Não se trata de uma metáfora. A palavra não quer dizer: o que fazes a um de nossos irmãos, é como se ME fizésseis a mim. No cristianismo, não há metáfora, nada que seja da ordem do “como se”. E isso porque o cristianismo só tem a ver com a realidade, não a do imaginário ou a dos símbolos. Um “eu” não é como se fosse um “eu”. Este eu que eu sou não é como se fosse meu eu para mim. Neste caso poderia também ser como se fosse aquele de um outro, um outro eu. Estas derivas imaginárias pertencem às representações febris da doença, notadamente da doença da vida na qual cada um se volta contra si e não quer mais ser aquele que é, se identificando à necessidade, deste fazer, a um outro. Longe de pôr em causa o irremediável de um eu ancorado para sempre nele mesmo, as derivas imaginárias o pressupõem.
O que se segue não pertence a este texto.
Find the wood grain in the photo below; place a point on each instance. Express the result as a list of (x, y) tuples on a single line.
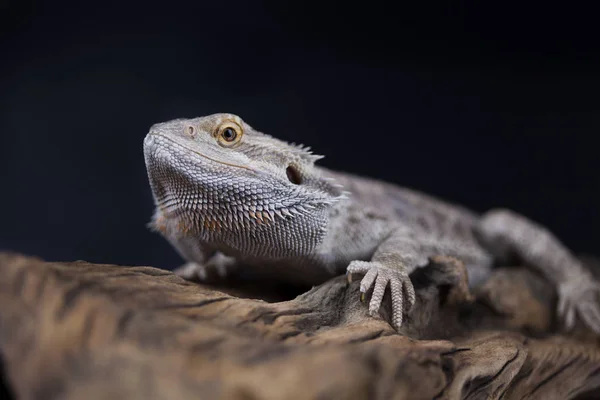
[(90, 331)]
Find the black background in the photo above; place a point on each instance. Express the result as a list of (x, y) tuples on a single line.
[(482, 105)]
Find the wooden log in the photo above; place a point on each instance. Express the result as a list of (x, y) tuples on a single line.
[(92, 331)]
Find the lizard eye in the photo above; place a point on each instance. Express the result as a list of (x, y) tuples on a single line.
[(293, 175), (229, 134)]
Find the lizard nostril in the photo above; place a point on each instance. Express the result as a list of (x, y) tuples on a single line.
[(293, 175), (191, 131)]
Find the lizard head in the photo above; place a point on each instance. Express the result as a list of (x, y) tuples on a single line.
[(236, 189)]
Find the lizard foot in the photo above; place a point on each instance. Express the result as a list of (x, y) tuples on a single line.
[(580, 296), (379, 276), (218, 267)]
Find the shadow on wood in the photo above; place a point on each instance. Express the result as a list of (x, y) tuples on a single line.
[(80, 330)]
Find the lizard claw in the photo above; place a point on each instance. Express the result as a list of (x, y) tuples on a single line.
[(581, 297), (218, 267), (379, 277)]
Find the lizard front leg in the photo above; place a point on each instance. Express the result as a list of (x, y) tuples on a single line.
[(202, 263), (503, 231), (393, 261), (216, 267)]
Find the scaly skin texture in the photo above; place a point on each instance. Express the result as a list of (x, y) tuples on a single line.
[(228, 195)]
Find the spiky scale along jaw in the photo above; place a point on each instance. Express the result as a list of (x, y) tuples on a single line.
[(239, 200)]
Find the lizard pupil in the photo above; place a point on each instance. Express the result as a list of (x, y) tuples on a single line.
[(293, 175), (229, 134)]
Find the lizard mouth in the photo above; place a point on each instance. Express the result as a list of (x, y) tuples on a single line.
[(152, 140)]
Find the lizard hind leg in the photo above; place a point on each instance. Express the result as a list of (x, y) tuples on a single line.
[(502, 231)]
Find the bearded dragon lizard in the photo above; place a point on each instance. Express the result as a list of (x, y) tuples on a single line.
[(227, 194)]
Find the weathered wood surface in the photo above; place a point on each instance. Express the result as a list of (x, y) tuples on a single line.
[(89, 331)]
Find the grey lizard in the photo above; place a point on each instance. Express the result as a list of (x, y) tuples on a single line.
[(227, 194)]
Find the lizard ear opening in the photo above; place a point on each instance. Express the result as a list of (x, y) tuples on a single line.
[(293, 175)]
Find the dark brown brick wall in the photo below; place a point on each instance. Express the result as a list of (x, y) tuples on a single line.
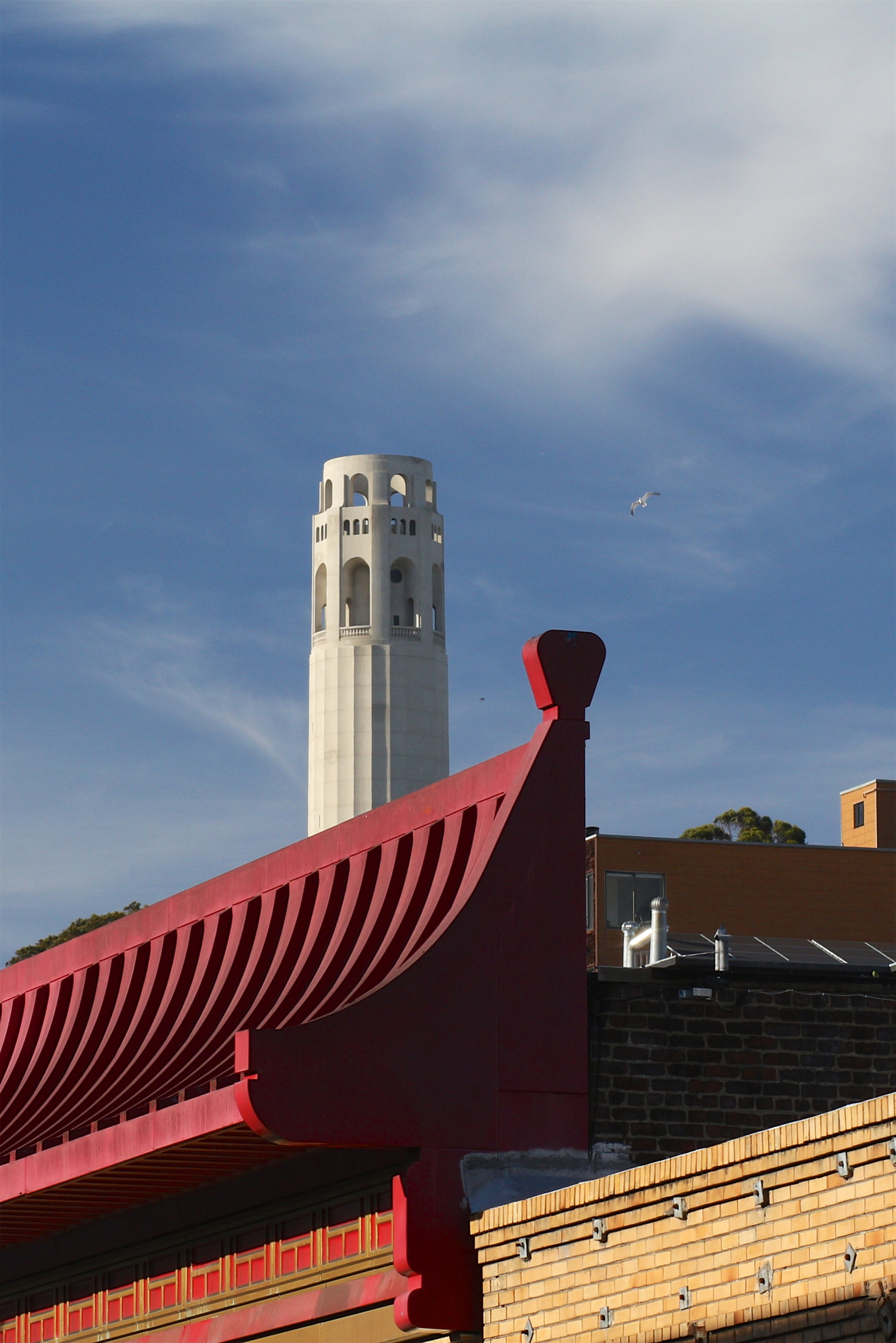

Mas o eu não está ancorado nele mesmo para sempre senão pela força da Ipseidade essencial que, lhe dando a ele mesmo e o ligando a ele mesmo em seu constringir patético, fez dele este eu que ele é para sempre. Logo antes que este eu fosse, a Ipseidade original do Arque-Filho o projeto nele mesmo. Sem esta Ipseidade que o precede, nenhum eu não seria jamais. Logo eu, se eu tenho a ver a mim, eu tenho então a ver ao Cristo. E se eu tenho a ver a um outro, eu tenho então a ver nele ao Cristo. Em tudo o que eu lhe faço, eu o faço então ao Cristo. A significação destas implicações que suportam a ética cristã aparecerá mais tarde.